そういうところに対して我々は、プラットフォームとして仕組みを提供しています。

➖今後はどういった分野で規制が変わっていくのでしょうか

間下:はっきりと、どこの分野が変わると言えるわけではありませんが、例えば教育。小学校や中学校は今、「学校の授業は先生が教室にいなければいけない」というルールです。でも高校は2年ほど前、そのルールが解禁されました。小中学校も、地方で先生が足りるかというと、足りません。学校の数はある程度減りましたが、そうは言っても、先生の数が確保できないんですね。

 

そこで「先生がテレビ電話で授業を行う」ことも、これから法改正がされ、実際にできるようになると言われています。

 

もともとは、アルバイトの代わりでしかなかった

➖学生時代の創業のきっかけを教えてください

間下:もともとは、アルバイトの代わりでしかなかったです。
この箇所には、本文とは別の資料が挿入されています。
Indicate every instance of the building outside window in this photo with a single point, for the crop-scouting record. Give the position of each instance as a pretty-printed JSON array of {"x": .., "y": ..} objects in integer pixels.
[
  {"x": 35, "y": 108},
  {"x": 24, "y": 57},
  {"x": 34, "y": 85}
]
大学に入って「アルバイトをしないと」と思った時に、普通のアルバイトをしてもつまらなさそうだったので、「何か自分でできることで、お金がもらえることはないか」と探した時に、たまたまホームページ制作の話がきました。

 

当時はHP制作がまだ一般的ではなく、プロもあまりいない状況で、私自身が作ったものは、2週間かけてHTMLとかを勉強して作りました。これに対して20万円もらえたんです。2週間で20万円といったら、学生にとっていい話で。しかも、自分がやったこと、自分が学んだことを実現したことでお金がもらえるって、嬉しいんですよね。

 

そこで「こういった(HP制作をしたい)お客さんは、他にもいるんじゃないか」って探し始めると、20万円って実はものすごく安いことに気づきました。当時のマーケット価格を知らず、プロに頼んだら200万円とられていたんです。

 

お客さんからすると、安いのにそれなりのことをやってくれるから、どんどん紹介してくれました。紹介が紹介を呼んでお客さんが増え、人が足りなくなるので、同級生を集めて始めて、だんだん組織になってきました。大きくなり「このまま会社でも何でもない状態は良くない」と思い、有限会社をつくったのが20年前の98年です。

 

インフラビジネスには企業としての透明性や信頼が必要

➖IPOを考えたきっかけはありましたか?

間下:2000年頃、いわゆるITバブルだった頃ですが、あの頃は「IPOしない」と宣言していました。なぜかというと、受託開発をやっている会社が、そもそも資金ニーズがないのにIPOする意味はないだろうと思っていましたからです。

 

IPOとは全く関係ないところで受託開発の規模を拡大しながら、とはいっても新しいサービスを作りながらやってきました。大学院1年生の終わりくらいに、いわゆる就職活動を始める頃に、「これで食っていける」という自信もあったので、就職せずにこの事業をもうちょっと大きくしていこうと思い、株式会社に切り替えたのが2001年です。

 

拡大路線ではありましたが、その時点ではまだIPOは目指していません。2003年にアメリカにオフィスを開いて、当時は携帯電話のアプリを開発していましたが、そこで日本とアメリカの間のコミュニケーションの壁にぶつかりました。出張も頻繁にはできないですし、電話でもらちがあかない。そこで、いわゆるテレビ会議の機械を買おうと思ったのですが、高すぎて買えない。

 

当時は1000万円かかったので、「買えないから何かつくってよ」と社内で作ったものが、今お客様に提供しているウェブ会議の原型となります。使っているうちに、「これはもしかしたら売れる」と感じ、マーケティングを始めたのが2004年です。

 

2004年から2006年までは受託開発をやりながら、新しくウェブ会議を広げていくという動きを始めました。やはり自社のプロダクトを持って、これを本格的に広げていこうと思うと、先行投資で資金を突っ込まないといけない。かつ、我々が提供しているのは、ある種のインフラで、止まっては困るし、なくなっては困るものです。そういう意味で、企業の安定性や透明性、安心感、信頼の担保が必要だと実感しました。

 

資金の調達ができ、レピュテーションを確保できるのがIPOということで、2006年くらいから本格的に上場を目指すために舵を切りました。

 

2011年はちょっと間違えたら潰れてもおかしくない状態だった

➖IPOを目指してから大変だったことや、もうやめようと思ったこと等はありましたか?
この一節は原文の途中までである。